A la mañana siguiente, la ceremonia tuvo lugar en el templo Nozomi. En la entrada, Hanako y su padre recibían los respetos de todos los que llegaban. La tensión entre ellos era evidente, pero se mantenían firmes, unidos en su dolor. Llegaban los mejores amigos de esa chica, verlos en ese preciso instante la animaba mucho, ambos la abrazaban con gran afecto, entendían la difícil situación que llevaba a cuestas.

—Hanako, ¿Cómo estás? ¿Cómo te sientes? ¿Has dormido?

—No Naomi, ha sido una noche larga, los preparativos, lo repentino de todo —bajó su mirada, perdiéndose en sus palabras—, apenas el jueves hablamos, se suponía que hoy nos veríamos, que hoy se llevaría a cabo su plan, hace nueve años que no la veo, Naomi, quiero a mi mamá. —Lagrimó.

—Lo sé —susurro.

Kaito se acercó a ella y la abrazó con fuerza, Hanako hundía su cara en su pecho, no se atrevía a mostrar su dolor, se limpiaba rápidamente sus lágrimas y se alejaba de su mejor amigo, asintiendo repetidas veces, ambos le sonreían un poco, e ingresaban al recinto.

La melancolía en esa chica que hoy cumplía veintisiete años era grande, se perdía entre tantas personas y tantas condolencias, no sabía a quién le contestaba y a quién le agradecía, pero sí sabía que se le estaba yendo la vida en ello.

—¿Eres feliz, Hanako?

—Sí, padre, lo soy.

—Nagi siempre me contó que estabas sonriente, que le contabas con emoción tus días.

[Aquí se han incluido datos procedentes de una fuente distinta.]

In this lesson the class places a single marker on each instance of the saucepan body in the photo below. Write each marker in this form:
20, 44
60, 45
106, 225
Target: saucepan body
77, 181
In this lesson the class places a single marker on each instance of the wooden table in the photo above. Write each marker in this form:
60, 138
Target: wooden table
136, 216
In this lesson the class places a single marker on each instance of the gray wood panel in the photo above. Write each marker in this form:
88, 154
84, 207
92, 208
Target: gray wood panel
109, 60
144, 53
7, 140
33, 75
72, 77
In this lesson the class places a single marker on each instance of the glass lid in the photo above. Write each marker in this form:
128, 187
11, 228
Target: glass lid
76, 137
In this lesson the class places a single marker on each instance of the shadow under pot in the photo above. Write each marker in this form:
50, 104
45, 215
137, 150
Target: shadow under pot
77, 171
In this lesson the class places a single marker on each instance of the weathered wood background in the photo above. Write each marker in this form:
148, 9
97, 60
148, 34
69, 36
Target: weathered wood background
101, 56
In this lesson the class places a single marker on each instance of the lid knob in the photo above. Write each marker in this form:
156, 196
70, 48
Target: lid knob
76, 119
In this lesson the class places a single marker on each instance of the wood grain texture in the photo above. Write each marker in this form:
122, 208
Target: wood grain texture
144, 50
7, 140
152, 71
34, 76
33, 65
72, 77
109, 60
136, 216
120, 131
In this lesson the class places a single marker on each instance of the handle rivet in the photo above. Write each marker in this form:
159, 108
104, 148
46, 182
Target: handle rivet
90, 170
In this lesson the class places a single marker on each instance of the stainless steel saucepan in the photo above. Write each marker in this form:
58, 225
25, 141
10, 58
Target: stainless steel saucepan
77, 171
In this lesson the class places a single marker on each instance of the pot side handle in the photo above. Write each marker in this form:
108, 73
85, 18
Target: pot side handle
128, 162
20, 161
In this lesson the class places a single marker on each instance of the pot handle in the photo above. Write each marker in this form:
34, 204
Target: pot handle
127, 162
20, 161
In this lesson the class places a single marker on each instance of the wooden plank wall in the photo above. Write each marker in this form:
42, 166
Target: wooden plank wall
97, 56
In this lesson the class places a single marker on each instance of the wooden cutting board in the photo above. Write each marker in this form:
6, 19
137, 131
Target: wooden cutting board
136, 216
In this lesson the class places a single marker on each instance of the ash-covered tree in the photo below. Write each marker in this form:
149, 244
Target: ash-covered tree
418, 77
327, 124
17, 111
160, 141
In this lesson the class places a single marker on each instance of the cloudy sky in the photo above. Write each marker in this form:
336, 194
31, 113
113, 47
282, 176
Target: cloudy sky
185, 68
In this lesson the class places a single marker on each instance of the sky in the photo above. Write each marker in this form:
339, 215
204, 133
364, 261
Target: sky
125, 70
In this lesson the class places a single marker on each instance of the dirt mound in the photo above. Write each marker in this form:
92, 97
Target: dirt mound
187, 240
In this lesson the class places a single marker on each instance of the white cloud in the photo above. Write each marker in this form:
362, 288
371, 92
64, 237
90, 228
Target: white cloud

—Hablábamos una vez por semana, nos reíamos mucho, nos decíamos mucho, nos aprendimos a conocer…

—Me alegra que conocieras a la Nagisa que tanto amo.

—¿Y usted, padre? ¿Es feliz?

—La felicidad es subjetiva hija, pero he aprendido a valorar los buenos días, a aprovechar los buenos tiempos, avanzando… Poco a poco un poco más.

—¿Logré decepcionarlo de algún modo, padre?

—No hija, no lo hiciste… Pero me asusto creer que cometerias nuestros mismos errores, y no actúe de la mejor manera, y luego Nagi intentó tantas veces decirme lo que era evidente, pero cientos de veces me negué a ver…

Hanako suspiró un poco, pretendía responder a su padre, sin embargo se acercaba hasta ella un hombre alto de cabellos castaños, ojos miel, y seductora sonrisa que la miraba con gran ternura, abrazándola, besado suavemente su cuello. Hanako en ese instante se deshizo, se dió cuenta qué nunca le contesto las llamadas, que nunca le dijo nada, que prácticamente lo había abandonado a él en Hong Kong, arrepentida se aferraba con fuerza de su cuello, susurrándole un tanto entrecortado.